È sconcertante. Ma alla fine devi fidarti della tua sensibilità. Ormai per capire devi essere molto informato. Non puoi fidarti di una sola immagine: devi vederne tante per capire qual è quella vera, ammesso che tu ci riesca. Questa, però, è un’esasperazione della comunicazione. Sta prendendo il sopravvento la comunicazione per immagini finalizzata alla formazione di un giudizio collettivo. Anche il lavoro che viene fatto con la guerra in Ucraina, è un lavoro di plagio. La guerra non è mai giusta. Ma i mass media che propongono foto e video in cui mostrano una guerra giusta, da una parte o dall’altra, strumentalizzano l’uso dell’immagine. A Gaza hanno bombardato i pozzi e migliaia di persone sono morte di sete e di fame. Ma non c’è interesse a pubblicizzare quella guerra. In Ucraina, invece, documentiamo tutto minuto per minuto.
Stiamo usando le immagini per uniformare il pensiero. Lo hanno fatto già i nazisti. Il potere non evolve. Sono i mezzi del potere che si sviluppano, nella fattispecie le tecnologie nella comunicazione.
Non c’è una guerra giusta e una guerra sbagliata. La guerra e morte. E la morte causata dalle bombe fa sempre schifo.
Qual è la hybris del titolo del nuovo spettacolo?
“Hybris” parla di colui che sfida la divinità. La hybris che ho messo in scena è quella del momento attuale. Stiamo sfidando la natura, quello che molti chiamano Dio. Non esiste una società più in contrasto con la natura della nostra. Abbiamo devastato la terra e continuiamo a farlo. Questa è la nostra hybris.
Quindi la nemesi, la punizione che l’uomo subisce, non è divina ma solo un effetto della sua arroganza?
Certo, per questo è stato bello chiamare lo spettacolo “Hybris”, perché sintetizza il discorso della violenza che stiamo subendo: rispecchia la situazione globale di una specie, quella umana, che schiaccia la natura. Mentre si continua a portare all’eccesso un sistema consumistico: questo significa che a nessuno interessa veramente quello che sta accadendo. E verremo puniti. L’essere umano merita l’estinzione.
Stiamo vivendo i grandi disatri predetti da alcune religioni?
La Terra fa il suo corso. Non vedo la volontà degli uomini di cambiare la situazione. Finché non sarà la natura con eventi catastrofici e metterci davanti alle nostre responsabilità, andremo avanti con questa finzione. Stiamo solo facendo finta di salvare il pianeta. Forse alla fine sarà il pianeta a salvarsi da solo, sterminando l’uomo.

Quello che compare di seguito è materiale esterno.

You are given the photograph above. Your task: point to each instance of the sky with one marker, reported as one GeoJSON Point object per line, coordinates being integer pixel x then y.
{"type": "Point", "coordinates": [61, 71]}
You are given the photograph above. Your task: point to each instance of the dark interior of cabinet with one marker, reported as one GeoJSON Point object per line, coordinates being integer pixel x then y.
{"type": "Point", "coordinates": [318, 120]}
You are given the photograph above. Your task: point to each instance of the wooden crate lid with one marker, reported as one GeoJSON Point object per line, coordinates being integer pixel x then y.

La letteratura distopica non è più così fantascientifica…
È un tipo di letteratura che è stata congelata, dimenticata.
Il romanzo distopico “Il racconto dell’ancella” di Margaret Atwood è diventato una serie Netflix. Trasformarli in sceneggiature è un modo per depotenziare il messaggio profetico contenuto in simili romanzi?
Gli americani attraverso i film fanno delle dichiarazioni di intenti. Se vedi X-Men, ogni episodio ti dava in anticipo informazioni su quello che sarebbe accaduto a livello internazionale l’anno successivo.

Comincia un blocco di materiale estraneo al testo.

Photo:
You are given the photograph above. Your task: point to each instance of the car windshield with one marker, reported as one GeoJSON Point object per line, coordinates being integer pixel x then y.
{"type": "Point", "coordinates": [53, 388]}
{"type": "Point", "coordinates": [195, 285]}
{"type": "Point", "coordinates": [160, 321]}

La Hollywood del secolo scorso ha fatto propaganda come i russi, ma l’abbiamo chiamato cinema…
Gli Stati Uniti hanno accolto grandi esperti della comunicazione che sono fuggiti durante il nazismo, come gli esponenti della Bauhaus. È un tipo di comunicazione che studio per fare i miei habitat. Uso le loro stesse tecniche per comunicare cose diverse.
Ho fatto una ricerca su Netflix: ho visto le loro produzioni per sei mesi e ho analizzato molte serie. Prima erano dichiarazioni di intenti, tendevano ad abituare la gente a un certo tipo di tragedia, come gli eco thriller che hanno anticipato il covid. Ora producono una televisione educativa. Netflix fa passare una cultura maschilista. La programmazione di Netflix è inquietante. Le loro produzioni sono finalizzate all’assorbimento passivo di un sistema educativo attraverso le immagini. Per questo finché avrò vita non mi piegherò mai a questo sistema.

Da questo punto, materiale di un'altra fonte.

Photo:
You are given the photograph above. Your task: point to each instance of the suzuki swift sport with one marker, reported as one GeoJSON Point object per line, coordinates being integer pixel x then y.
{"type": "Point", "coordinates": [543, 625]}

RezzaMastrella è una società paritetica che rispetta le quote rosa?
La quota rosa mi disgusta. Io mi sento una persona come Antonio. Lavorano con noi uomini e donne. Non ci piace il clima solo maschile o solo femminile. È bella la varietà. Sul palco insieme ad Antonio, ci sono Ivan Bellavista, Manolo Muoio, Chiara Perrini, Enzo Di Norscia, Antonella Rizzo, Daniele Cavaioli. Il nostro è un ambiente dove ognuno porta con sé la sua unicità.